EDOSE is indicated to be used as an independent quality assurance (QA) tool for the treatment planning system, to verify that the treatment plan is in fact successfully delivered to the patient. EDOSE is used by oncologist, radiotherapy physicist and/or radiotherapy dosimetrist to check the accuracy of the delivery by high energy linear accelerator that are planned to be applied or have been applied to a patient. By using the specific measuring device, the product can output the dose distribution of the patient or phantom based on treatment field image data and theoretical calculation. The product can calculate and check the dose distribution to be or has been delivered. In addition, the product may be used to display the dose distribution on other fused image sets which could provide additional clinical information to the radiation oncologist regarding the treatment.

EDOSE is a three-dimensional dose verification system making IMRT verification becomes accurate, efficient and fast. This system fully supports Varian and Elekta accelerators; it can verify conventional IMRT, IMRT and VMAT. With Collapsed Cone convolution algorithm, it realizes the reconstruction of the three-dimensional dose and combined with the CT image, making the three-dimensional distribution of the dose at a glance. By using CUDA parallel algorithms, EDOSE quickly and efficiently provide the entire program as well as the calculation results of individual GAMMA radiation field, and visually display GAMMA distribution. Meanwhile, EDOSE provides automatic correction of absolute dose and EPID position to support DVH comparison chart and the move of isodose curve. Through a series of powerful functions, the accelerator quality assurance has become so easy.

The provided text is a 510(k) summary for the EDOSE device, detailing its substantial equivalence to a predicate device, Dosimetry Check with Exit Dose. While it discusses the device's intended use and general characteristics, it does not contain a detailed study with acceptance criteria and reported device performance, nor does it provide information on sample sizes, ground truth establishment, or multi-reader studies.

The document only states the following regarding performance: "Review of ID 3 - Performance, both are the same, so the SE is not affected." This implies that the performance is considered substantially equivalent to the predicate device, but no specific performance metrics or acceptance criteria for EDOSE are presented.

Therefore, many of the requested details cannot be extracted from the provided text.

Here's an attempt to answer the questions based only on the provided text, with clear indications where the information is not available:

1. A table of acceptance criteria and the reported device performance

2. Sample size used for the test set and the data provenance (e.g., country of origin of the data, retrospective or prospective)

• Sample Size for Test Set: Not Available
• Data Provenance (Country of Origin): Not Available
• Data Provenance (Retrospective/Prospective): Not Available

3. Number of experts used to establish the ground truth for the test set and the qualifications of those experts

• Number of Experts: Not Available
• Qualifications of Experts: Not Available

4. Adjudication method (e.g., 2+1, 3+1, none) for the test set

• Adjudication Method: Not Available

5. If a multi reader multi case (MRMC) comparative effectiveness study was done, If so, what was the effect size of how much human readers improve with AI vs without AI assistance

• MRMC Study Conducted?: No (Not mentioned or implied in the text. The device is described as an "independent quality assurance (QA) tool," not a reader assistance tool.)
• Effect Size: Not Applicable (as no such study was mentioned)
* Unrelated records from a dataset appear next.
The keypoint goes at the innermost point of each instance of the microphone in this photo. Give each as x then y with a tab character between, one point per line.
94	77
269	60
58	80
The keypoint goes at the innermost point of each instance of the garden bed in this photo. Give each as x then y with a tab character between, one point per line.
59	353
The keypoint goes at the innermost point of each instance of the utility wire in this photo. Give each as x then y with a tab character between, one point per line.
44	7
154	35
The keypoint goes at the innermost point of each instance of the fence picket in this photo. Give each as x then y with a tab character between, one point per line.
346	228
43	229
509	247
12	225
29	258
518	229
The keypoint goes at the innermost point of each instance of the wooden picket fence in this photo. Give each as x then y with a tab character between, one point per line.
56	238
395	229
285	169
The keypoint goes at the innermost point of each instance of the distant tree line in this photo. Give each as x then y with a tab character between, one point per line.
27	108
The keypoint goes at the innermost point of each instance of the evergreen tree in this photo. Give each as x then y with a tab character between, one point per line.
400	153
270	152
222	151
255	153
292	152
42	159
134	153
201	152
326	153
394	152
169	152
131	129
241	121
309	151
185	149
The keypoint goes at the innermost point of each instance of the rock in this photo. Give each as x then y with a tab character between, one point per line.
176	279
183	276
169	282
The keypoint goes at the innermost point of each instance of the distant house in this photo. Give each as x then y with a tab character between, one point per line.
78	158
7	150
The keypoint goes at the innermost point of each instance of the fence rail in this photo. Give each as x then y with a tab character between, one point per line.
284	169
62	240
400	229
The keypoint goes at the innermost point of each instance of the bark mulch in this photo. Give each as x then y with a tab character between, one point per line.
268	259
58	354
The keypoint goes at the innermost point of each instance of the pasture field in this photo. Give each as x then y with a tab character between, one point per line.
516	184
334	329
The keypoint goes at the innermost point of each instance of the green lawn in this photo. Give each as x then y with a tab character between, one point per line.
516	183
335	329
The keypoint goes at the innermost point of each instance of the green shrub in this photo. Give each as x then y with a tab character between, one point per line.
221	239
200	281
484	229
6. If a standalone (i.e., algorithm only without human-in-the-loop performance) was done

• Standalone Performance Study Conducted?: Not explicitly stated, however, the device is described as an "independent quality assurance (QA) tool" that "can calculate and check the dose distribution." This strongly suggests standalone functionality, but no specific study or metrics are provided. The text mentions "the software system test and the product design verification are performed as the same single testing activity. During the system test period, all of the product level and software requirements have been tested and verified," which broadly refers to software testing rather than a clinical performance study.

7. The type of ground truth used (expert consensus, pathology, outcomes data, etc.)

• Type of Ground Truth: Not Available (The device "verifies that the treatment plan is in fact successfully delivered" and "checks the dose distribution to be or has been delivered," implying comparison against a planned or measured dose, but the specific nature of the ground truth for validation is not detailed.)

8. The sample size for the training set

• Sample Size for Training Set: Not Available (No mention of a training set or machine learning model training.)

9. How the ground truth for the training set was established

• Ground Truth Establishment for Training Set: Not Applicable (No training set or machine learning model is mentioned.)